Adam still wondered about her. Not every day, nor even each week, but she would reappear at intervals, reliably incessant, and he was almost glad, sometimes, when she did. The memory of her had become a proof of who he was, a continuity between his forty-year-old incarnation and his younger self. Or, rather, she was a memory of a memory, since Adam understood that, after this much time, a person could only be an idea, as perhaps she always had been. He thought of her father, too, sometimes. You do your best, Eric had lamented, you think you’re doing right , and Adam saw that he, at least, had tried to.
Of course he wished it hadn’t happened. He wished he had blown the whistle that night ( My girl. You believe it? ), that there had been no reason to excoriate him in the morning. Not speaking up was the most reprehensible action, or inaction, of his life. All the same, the obsession had eased. The whole episode was regrettable, horrible even, but also ancient and, like those medieval atrocities, almost impersonal, another Adam as well as a bygone Rose. He couldn’t have known then what he understood now, about daughters and about permanence.
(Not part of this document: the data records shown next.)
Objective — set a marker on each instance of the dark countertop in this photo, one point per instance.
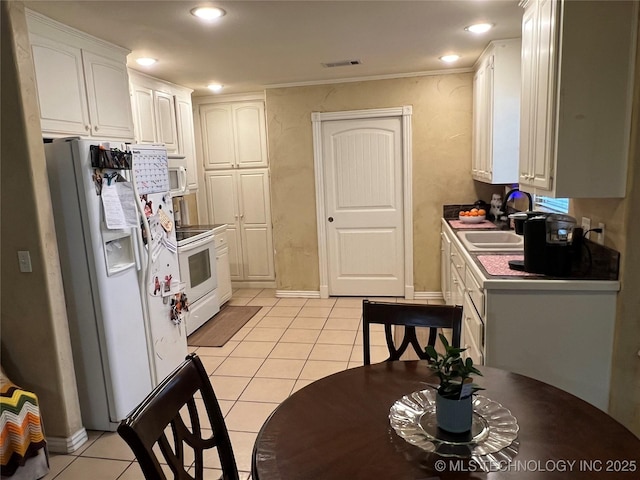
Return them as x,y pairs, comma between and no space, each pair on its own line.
597,262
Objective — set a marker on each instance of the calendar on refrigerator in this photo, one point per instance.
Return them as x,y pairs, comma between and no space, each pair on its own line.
151,169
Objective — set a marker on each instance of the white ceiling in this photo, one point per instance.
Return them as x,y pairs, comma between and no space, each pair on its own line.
258,44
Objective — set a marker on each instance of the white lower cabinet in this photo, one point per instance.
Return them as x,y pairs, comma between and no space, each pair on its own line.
222,264
240,199
464,290
556,331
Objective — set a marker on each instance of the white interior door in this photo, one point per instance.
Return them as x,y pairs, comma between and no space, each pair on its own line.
363,177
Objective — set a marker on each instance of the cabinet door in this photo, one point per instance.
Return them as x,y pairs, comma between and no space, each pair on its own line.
482,120
527,99
186,140
60,87
250,134
445,270
217,136
107,85
255,224
166,121
539,51
222,199
224,274
478,89
144,115
545,95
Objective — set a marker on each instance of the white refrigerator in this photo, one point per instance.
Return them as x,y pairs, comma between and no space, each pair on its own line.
118,255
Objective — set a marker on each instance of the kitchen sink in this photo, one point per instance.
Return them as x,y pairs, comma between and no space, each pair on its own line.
491,240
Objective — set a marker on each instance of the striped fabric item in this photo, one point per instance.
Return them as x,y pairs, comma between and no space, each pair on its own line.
21,434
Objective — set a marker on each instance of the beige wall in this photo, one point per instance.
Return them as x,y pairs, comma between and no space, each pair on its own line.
441,127
36,351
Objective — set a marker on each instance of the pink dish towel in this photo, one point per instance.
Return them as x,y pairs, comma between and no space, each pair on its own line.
459,224
499,265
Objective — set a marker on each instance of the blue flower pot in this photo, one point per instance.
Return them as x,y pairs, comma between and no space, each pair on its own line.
454,416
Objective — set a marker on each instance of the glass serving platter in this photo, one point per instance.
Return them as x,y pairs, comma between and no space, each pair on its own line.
413,417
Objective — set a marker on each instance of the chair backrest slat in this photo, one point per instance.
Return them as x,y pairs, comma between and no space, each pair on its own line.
409,316
170,410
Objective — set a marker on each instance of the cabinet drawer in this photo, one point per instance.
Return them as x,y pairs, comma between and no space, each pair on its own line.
220,239
457,261
472,325
457,287
475,292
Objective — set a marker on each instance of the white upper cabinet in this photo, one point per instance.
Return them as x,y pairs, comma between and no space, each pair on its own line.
162,113
577,81
82,82
496,113
234,135
154,111
186,137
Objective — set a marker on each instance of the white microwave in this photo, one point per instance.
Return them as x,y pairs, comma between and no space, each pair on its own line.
178,181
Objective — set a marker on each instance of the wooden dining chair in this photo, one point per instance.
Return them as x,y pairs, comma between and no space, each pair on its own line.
409,316
168,423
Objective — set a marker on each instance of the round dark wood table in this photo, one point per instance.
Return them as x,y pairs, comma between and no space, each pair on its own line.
338,428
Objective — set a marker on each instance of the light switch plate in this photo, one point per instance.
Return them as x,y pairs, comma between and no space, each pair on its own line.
586,225
24,260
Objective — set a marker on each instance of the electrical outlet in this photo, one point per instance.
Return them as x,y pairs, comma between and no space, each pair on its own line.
586,225
600,237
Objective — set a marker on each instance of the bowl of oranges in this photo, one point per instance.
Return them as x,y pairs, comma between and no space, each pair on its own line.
474,215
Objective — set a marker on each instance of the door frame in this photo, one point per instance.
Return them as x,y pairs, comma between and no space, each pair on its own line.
317,118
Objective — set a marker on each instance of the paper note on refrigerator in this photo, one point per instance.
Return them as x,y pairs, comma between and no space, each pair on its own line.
119,204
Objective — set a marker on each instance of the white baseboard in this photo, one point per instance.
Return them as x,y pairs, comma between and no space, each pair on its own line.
67,444
428,296
254,284
297,294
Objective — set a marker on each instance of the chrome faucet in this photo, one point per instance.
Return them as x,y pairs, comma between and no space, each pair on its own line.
503,207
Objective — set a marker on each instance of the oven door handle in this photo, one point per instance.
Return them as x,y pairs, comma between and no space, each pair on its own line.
198,243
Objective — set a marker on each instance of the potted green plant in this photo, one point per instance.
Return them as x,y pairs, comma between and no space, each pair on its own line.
454,398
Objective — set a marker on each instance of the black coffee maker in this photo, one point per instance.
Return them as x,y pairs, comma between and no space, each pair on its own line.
548,245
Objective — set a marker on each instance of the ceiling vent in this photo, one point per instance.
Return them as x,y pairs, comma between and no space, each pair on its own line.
342,63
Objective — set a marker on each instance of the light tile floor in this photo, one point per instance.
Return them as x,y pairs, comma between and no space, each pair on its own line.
288,344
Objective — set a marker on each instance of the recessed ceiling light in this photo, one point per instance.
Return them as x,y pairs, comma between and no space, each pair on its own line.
146,61
479,27
208,13
449,58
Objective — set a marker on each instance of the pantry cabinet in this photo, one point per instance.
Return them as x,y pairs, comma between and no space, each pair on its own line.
163,113
234,135
82,82
240,198
577,80
496,113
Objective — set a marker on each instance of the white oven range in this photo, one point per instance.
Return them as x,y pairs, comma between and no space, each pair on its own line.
197,260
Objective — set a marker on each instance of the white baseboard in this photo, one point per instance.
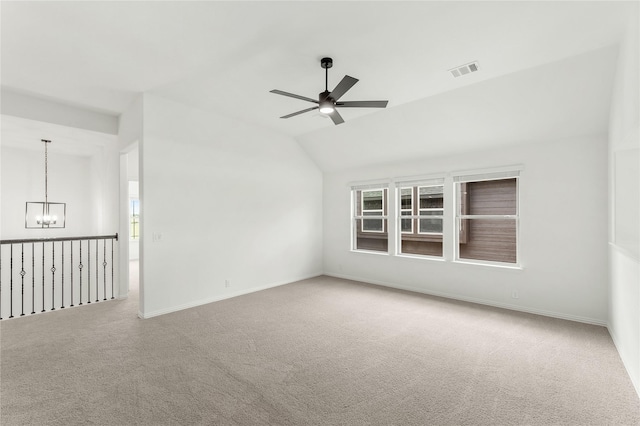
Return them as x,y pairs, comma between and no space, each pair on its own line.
217,298
634,380
518,308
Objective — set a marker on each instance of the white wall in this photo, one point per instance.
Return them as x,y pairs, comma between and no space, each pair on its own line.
80,182
130,133
228,201
563,243
134,245
624,213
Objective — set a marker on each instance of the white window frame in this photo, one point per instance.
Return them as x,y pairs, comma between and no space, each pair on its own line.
410,216
436,180
374,217
481,177
420,210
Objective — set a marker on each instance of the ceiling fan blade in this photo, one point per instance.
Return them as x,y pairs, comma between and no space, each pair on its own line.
362,104
291,95
299,112
336,117
345,84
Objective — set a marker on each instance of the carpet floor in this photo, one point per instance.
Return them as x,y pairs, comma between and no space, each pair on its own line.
323,351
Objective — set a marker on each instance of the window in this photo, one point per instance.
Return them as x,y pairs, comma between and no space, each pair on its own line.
421,209
487,218
134,218
370,219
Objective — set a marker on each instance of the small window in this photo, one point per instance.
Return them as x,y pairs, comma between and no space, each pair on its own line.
421,221
487,220
134,219
370,219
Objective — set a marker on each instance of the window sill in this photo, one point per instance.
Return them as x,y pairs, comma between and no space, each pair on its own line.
379,253
419,257
514,267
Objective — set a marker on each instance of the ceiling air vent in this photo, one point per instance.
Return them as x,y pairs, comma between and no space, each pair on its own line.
464,69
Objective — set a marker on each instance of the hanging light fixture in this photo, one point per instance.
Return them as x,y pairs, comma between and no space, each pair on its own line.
45,215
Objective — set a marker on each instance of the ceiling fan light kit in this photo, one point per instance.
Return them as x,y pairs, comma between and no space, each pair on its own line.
328,101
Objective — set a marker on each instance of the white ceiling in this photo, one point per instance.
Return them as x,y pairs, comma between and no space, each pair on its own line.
17,132
226,56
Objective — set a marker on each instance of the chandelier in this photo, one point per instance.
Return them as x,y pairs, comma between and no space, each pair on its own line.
45,215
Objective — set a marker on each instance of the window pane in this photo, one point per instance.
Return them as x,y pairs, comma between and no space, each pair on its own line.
489,239
492,197
405,198
431,197
372,200
372,225
372,241
431,212
431,225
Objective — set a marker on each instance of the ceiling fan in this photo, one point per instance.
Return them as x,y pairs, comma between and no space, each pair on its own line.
328,101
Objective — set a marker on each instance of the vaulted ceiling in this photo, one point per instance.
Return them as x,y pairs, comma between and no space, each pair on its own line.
226,56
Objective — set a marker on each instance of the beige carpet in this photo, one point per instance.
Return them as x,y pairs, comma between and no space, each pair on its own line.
323,351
The guilt he still felt had a new focus. In the end, Adam reminded himself as he drove from the lake to the restaurant, It wasn’t me . It wasn’t him who had taken the girl into the tent that night. That fact was a partial mitigation, but also, now that he finally came to accept it, a kind of reproach.
It wasn’t Adam. It wasn’t Rose. It was Neil.
More than once, in the months immediately after their quarrel, Adam had considered contacting Neil, to let him know he had been right after all: his text had been prescient, no harm had been done, not to Adam and Claire at any rate. His email would be impersonal, caustic. If Neil replied, Adam would delete the message without reading it.